Palavras-chave: representações sociais híbridas; conservação da biodiversidade; mudança social; resistência.
ABSTRACT
The local level is where biodiversity loss can be stopped. However, current literature has focused mainly on the conflicts between the legal and local spheres, without paying much attention to the local dynamics in the response to biodiversity conservation laws. This multi-method research, which took place in Natura 2000 sites in the interior Alentejo, Portugal, (1) compares the use by landowners and other residents of complex, hybrid social representations - which simultaneously accommodate arguments in support of and contesting the laws; and (2) analyzes the relationships between representations, the groups that mobilize them, and the intention to publicly support the laws at the local sphere. We discuss the consequences of our findings for social change toward sustainability.
Keywords: hybrid social representations; biodiversity conservation; social change; resistance.
Introdução
Uma parte substancial do território rural português está atualmente inserida na Rede Natura 2000, uma rede de sítios protegidos cuja regulamentação visa assegurar a conservação da biodiversidade nos vários Estados-membro da União Europeia. Traduzidas para legislação nacional com implementação ao nível local, estas leis, redigidas a partir principalmente dos contributos científicos da ecologia (Rosa e Silva, 2005), conflituam em alguns aspetos com valores e práticas locais (Castro e Mouro, 2011, 2016; Dinnie, Fischer e Huband, 2015; Paavola, 2004; Sumares e Fidélis, 2009). As tensões que resultam deste encontro entre as esferas legal e local têm originado respostas locais variadas às leis de conservação, onde muitas vezes se conjugam o apoio e a resistência à aplicação da lei (Anderson, Ford e Williams, 2017; Hovardas, Korfiatis e Pantis, 2009; Mouro e Castro, 2012). Esta combinatória de apoio e resistência pode, no entanto, assumir diferentes formatos consoante o modo como os grupos locais são ou não diretamente afetados pelas leis e consoante as dinâmicas que se estabelecem entre estes grupos. Uma pesquisa anterior mostrou, por exemplo, que a atitude face às áreas protegidas dos residentes que lidam mais diretamente com as imposições destas leis, como os proprietários (Mouro e Castro, 2010) ou os que dela dependem economicamente (Bonaiuto et al., 2002), surge associada a uma forte identificação com o lugar, enquanto nos outros residentes esta associação é menos expressiva. Isto significa também que é comum coexistirem ao nível local diferentes, e por vezes divergentes, representações sobre o uso do território e recursos naturais (Anderson et al., 2017), e que é necessário aumentar o conhecimento sobre como estas representações coexistem e são negociadas e usadas pelas comunidades locais (Batel e Devine-Wright, 2015, p. 317). Este conhecimento pode ser útil na (re)definição de políticas e leis de conservação para que estas sejam mais capazes de dialogar com e integrar diferentes conhecimentos, expectativas e interesses (Anderson et al., 2017), contribuindo para políticas mais adaptadas ao contexto de implementação (Pinto-Correia, Gustavsson e Pirnat, 2006).

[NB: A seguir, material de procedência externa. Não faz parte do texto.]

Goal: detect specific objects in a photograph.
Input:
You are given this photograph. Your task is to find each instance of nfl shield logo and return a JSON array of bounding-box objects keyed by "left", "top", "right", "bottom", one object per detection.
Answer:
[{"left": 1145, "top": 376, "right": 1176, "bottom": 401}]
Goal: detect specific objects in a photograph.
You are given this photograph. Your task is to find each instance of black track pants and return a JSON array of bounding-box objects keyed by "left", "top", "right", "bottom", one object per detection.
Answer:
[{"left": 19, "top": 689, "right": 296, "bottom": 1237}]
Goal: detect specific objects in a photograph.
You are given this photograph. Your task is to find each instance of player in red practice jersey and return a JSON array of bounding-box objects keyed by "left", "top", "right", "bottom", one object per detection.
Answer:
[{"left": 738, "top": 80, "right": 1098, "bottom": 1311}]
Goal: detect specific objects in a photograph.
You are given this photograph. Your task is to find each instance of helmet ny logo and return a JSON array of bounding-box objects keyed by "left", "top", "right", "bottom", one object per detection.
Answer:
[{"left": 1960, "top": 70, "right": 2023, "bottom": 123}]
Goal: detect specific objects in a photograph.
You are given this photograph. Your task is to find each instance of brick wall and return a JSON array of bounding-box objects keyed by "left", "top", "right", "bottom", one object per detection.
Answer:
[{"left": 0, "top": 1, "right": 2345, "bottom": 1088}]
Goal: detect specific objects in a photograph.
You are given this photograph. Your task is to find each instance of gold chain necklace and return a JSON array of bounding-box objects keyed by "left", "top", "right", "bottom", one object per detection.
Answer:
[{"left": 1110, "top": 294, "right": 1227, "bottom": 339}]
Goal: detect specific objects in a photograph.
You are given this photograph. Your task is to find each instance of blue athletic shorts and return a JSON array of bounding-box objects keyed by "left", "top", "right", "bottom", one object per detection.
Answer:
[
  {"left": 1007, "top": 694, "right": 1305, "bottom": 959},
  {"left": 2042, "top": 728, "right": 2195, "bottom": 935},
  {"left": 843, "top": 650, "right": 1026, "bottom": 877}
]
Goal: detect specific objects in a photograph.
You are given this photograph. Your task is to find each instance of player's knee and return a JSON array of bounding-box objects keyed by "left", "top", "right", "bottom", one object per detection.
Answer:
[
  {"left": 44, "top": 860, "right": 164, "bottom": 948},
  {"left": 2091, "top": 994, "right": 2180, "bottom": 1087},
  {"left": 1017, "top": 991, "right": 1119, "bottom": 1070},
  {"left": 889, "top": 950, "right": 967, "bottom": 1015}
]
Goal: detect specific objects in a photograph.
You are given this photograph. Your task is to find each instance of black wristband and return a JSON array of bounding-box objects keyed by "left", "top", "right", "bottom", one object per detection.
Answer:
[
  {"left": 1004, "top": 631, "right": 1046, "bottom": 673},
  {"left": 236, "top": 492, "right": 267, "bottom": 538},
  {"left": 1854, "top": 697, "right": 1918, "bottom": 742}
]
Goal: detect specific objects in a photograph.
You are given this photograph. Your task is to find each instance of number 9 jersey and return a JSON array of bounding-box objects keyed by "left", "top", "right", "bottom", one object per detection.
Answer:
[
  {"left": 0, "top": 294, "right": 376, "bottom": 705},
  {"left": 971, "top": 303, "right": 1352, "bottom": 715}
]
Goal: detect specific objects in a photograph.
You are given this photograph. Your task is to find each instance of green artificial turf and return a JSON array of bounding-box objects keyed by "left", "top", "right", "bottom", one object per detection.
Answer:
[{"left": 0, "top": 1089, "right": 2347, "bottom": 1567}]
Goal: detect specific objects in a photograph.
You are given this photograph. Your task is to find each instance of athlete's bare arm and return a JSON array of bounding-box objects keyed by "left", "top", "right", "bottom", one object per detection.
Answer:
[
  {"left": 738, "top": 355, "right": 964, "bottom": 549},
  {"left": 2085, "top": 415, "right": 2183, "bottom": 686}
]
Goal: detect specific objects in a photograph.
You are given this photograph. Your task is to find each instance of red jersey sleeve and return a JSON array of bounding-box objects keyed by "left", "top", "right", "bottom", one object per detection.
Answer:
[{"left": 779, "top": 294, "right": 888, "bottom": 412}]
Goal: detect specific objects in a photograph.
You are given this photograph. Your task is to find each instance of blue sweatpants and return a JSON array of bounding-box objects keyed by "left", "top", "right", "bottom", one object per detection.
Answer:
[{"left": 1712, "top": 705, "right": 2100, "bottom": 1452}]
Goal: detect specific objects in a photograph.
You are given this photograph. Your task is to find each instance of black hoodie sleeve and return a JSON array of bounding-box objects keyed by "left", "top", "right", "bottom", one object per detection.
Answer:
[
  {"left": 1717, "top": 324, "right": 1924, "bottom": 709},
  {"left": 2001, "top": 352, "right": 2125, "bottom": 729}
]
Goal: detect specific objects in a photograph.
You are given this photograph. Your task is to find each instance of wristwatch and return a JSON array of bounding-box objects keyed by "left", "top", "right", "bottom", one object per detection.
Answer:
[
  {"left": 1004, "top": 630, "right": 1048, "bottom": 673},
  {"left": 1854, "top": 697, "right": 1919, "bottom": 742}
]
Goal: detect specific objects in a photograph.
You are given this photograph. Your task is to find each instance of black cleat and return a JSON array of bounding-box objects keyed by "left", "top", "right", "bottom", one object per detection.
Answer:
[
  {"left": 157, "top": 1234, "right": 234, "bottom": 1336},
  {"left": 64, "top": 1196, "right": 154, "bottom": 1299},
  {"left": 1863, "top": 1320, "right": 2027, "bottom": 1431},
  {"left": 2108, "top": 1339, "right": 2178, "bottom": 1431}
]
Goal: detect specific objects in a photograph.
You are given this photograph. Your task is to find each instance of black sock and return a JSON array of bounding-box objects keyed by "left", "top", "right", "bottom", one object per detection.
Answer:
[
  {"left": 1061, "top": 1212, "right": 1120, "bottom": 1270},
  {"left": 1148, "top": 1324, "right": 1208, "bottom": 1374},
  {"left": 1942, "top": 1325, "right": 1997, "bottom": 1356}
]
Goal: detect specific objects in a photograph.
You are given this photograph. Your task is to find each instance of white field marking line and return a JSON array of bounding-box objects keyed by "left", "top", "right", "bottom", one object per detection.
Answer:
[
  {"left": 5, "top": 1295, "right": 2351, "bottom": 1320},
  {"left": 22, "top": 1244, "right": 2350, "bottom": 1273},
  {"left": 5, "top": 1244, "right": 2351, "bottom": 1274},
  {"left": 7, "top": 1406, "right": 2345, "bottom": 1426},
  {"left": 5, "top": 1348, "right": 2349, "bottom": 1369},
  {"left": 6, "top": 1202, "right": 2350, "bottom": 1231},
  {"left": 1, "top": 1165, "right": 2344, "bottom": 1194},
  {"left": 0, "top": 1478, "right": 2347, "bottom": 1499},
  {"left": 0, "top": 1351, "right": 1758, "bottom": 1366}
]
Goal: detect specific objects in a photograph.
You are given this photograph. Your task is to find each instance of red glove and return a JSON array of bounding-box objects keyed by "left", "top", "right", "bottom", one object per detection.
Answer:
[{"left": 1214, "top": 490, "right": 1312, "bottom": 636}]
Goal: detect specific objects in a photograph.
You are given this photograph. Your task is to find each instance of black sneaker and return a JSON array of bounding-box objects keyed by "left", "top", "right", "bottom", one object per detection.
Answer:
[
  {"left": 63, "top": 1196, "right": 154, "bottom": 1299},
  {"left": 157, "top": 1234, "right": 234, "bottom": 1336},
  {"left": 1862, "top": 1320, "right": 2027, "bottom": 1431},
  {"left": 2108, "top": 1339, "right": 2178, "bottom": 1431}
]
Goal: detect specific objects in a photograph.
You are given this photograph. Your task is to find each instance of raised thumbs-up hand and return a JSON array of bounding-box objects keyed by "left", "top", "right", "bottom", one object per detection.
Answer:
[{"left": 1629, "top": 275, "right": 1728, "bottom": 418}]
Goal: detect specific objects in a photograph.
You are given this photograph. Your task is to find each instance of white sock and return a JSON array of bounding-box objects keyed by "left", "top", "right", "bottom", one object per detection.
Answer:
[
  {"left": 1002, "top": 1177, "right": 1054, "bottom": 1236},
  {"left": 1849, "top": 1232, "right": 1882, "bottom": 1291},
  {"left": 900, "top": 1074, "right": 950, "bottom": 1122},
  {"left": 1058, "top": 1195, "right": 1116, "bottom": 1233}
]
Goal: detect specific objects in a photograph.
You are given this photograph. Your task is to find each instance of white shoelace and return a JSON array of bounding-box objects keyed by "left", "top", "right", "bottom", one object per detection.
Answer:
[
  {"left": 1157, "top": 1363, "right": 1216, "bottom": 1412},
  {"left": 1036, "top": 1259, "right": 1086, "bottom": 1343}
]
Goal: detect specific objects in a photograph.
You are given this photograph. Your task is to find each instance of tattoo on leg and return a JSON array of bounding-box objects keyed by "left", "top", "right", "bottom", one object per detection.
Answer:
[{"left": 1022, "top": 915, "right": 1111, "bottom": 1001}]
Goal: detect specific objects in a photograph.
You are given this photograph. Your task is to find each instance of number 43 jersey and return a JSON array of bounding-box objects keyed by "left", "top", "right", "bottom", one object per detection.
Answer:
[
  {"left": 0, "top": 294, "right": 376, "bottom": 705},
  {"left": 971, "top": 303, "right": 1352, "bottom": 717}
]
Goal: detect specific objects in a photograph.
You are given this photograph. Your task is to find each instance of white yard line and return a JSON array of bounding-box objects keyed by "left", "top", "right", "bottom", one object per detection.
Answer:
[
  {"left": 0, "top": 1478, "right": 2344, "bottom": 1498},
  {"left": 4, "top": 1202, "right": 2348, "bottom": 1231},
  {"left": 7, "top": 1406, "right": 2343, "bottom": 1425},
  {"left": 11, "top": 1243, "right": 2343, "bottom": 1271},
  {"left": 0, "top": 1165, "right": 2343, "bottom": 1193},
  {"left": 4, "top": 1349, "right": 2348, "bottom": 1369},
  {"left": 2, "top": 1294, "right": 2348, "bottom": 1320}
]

Todavia, embora existam já estudos a ilustrar a variedade de posições das comunidades locais face a esta rede de sítios protegidos e às leis que a regulam, esta relação tem sido explorada principalmente a partir do conflito entre os níveis institucional/legal e local (Abecasis et al., 2013; Delicado et al., 2012, 2015; Paavola, 2004; Sumares e Fidélis, 2009). Os consensos e controvérsias dentro da esfera local, bem como os processos psicossociais que sustentam estas dinâmicas e as suas consequências para o rumo da mudança posta em curso pelas leis são aspetos ainda pouco estudados (Batel e Devine-Wright, 2015). E no entanto, o enfoque sobre este nível é determinante, uma vez que é ao nível local que a batalha pela conservação da biodiversidade será ou não ganha (Bryan, 2012, p.91) e que a direção da mudança depende em muito do envolvimento das comunidades locais e do diálogo estabelecido com o conhecimento local na sua diversidade (Anderson et al., 2017; Pinto-Correia, Menezes e Barroso, 2014). A pesquisa que aqui apresentamos pretende então identificar e comparar argumentos usados por dois grupos locais afetados de modo distinto pelas leis de conservação - proprietários e não proprietários. Adicionalmente, pretende-se analisar como os argumentos usados se posicionam face à esfera legal e no âmbito das relações entre grupos na esfera pública local.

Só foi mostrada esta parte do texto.